PPO consists of those services that can be offshored by (to take one instance) entrepreneurs who are trying to bootstrap their business as efficiently as possible. The value proposition of receiving such services at a significantly lower cost and "just in time" is clearly irresistible, thus helping offshoring strike deeper root.
The offerings being used by small businesses and home businesses under such services range from "live" homework assistance over the web to essay-writing guidance. Even invitation cards for weddings and other parties, and personal secretarial services like scheduling appointments and maintaining calendars, are now being outsourced to professionals who work from their homes in low-wage countries, often with just a broadband connection as investment.
Though each PPO contract is often of low value, usually between $100 and $500 (Rs 4,100 to Rs 20,500), the large number of end consumers involved means that the total addressable market in the US alone exceeds $20 billion.

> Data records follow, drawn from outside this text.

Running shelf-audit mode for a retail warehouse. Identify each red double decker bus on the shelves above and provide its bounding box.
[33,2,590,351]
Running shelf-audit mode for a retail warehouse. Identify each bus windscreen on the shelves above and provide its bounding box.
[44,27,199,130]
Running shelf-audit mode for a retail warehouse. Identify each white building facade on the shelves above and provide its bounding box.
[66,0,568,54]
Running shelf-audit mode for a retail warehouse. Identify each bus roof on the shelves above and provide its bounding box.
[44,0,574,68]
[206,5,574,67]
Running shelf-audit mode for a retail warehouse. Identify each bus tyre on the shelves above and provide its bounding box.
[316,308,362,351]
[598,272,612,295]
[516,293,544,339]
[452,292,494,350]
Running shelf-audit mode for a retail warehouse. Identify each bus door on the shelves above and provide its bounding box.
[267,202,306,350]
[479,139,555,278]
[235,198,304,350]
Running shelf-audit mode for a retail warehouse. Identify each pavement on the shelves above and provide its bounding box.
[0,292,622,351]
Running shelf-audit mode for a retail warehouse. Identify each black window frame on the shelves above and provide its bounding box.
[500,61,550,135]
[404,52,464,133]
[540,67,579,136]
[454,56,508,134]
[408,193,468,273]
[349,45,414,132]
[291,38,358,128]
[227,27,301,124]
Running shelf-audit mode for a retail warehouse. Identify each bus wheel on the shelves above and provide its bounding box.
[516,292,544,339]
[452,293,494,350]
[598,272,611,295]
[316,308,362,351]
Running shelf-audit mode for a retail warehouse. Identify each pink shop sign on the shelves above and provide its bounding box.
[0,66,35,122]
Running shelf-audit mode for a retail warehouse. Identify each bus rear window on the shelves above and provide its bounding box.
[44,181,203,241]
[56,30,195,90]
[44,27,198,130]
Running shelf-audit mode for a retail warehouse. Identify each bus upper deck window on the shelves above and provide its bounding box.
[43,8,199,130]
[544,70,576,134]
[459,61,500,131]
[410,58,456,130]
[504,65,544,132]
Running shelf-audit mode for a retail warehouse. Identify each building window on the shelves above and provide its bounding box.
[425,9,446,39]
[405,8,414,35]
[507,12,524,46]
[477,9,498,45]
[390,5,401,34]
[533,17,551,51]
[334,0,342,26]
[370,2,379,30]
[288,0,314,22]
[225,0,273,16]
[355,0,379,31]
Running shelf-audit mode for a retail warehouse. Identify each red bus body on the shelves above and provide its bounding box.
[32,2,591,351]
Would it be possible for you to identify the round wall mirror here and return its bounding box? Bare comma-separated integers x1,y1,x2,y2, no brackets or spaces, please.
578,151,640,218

While PPO makes rapid strides, two factors may play spoilsport. The first is data confidentiality, which is a matter of enormous concern in the West. Some of the services being provided in the PPO domain are pretty basic - helping someone write out a resume, or graphic services - and confidentiality is not a big issue here.
But in several other services, India's less than perfect track record in maintaining data confidentiality may prove to be a drag. The other issue is quality control. Experts like Alok Aggarwal of Evalueserve say that online marketplaces like Guru, Elance, Rentacoder, etc can play a fruitful role here.
They are successful because they have a mechanism for mediating between a vendor and a client, where the desired service level is indeed provided by the vendor.
Evalueserve's research estimates that there are currently more than 90 online marketplaces on the World Wide Web, and it projects that there are over 500,000 vendors and freelance professionals who are providing these services from low-wage countries.
In the online marketplace model, vendors providing PPO services enrol themselves in an online marketplace by paying a monthly subscription fee plus a fixed percentage of the revenue if they win the project. When an individual client posts his or her requirements for a new project, the marketplace communicates these opportunities to the selected vendors and freelancers and requests proposals to be delivered to the client.
The client then awards the work to the appropriate vendor, depending on price (which may be on a per hour or a fixed cost basis), delivery time and a quality score provided by other clients who have been served by the same vendor. The result is that outsourcing is indeed becoming a people's project, and acquiring a range and depth that no one had anticipated when BPO first took off.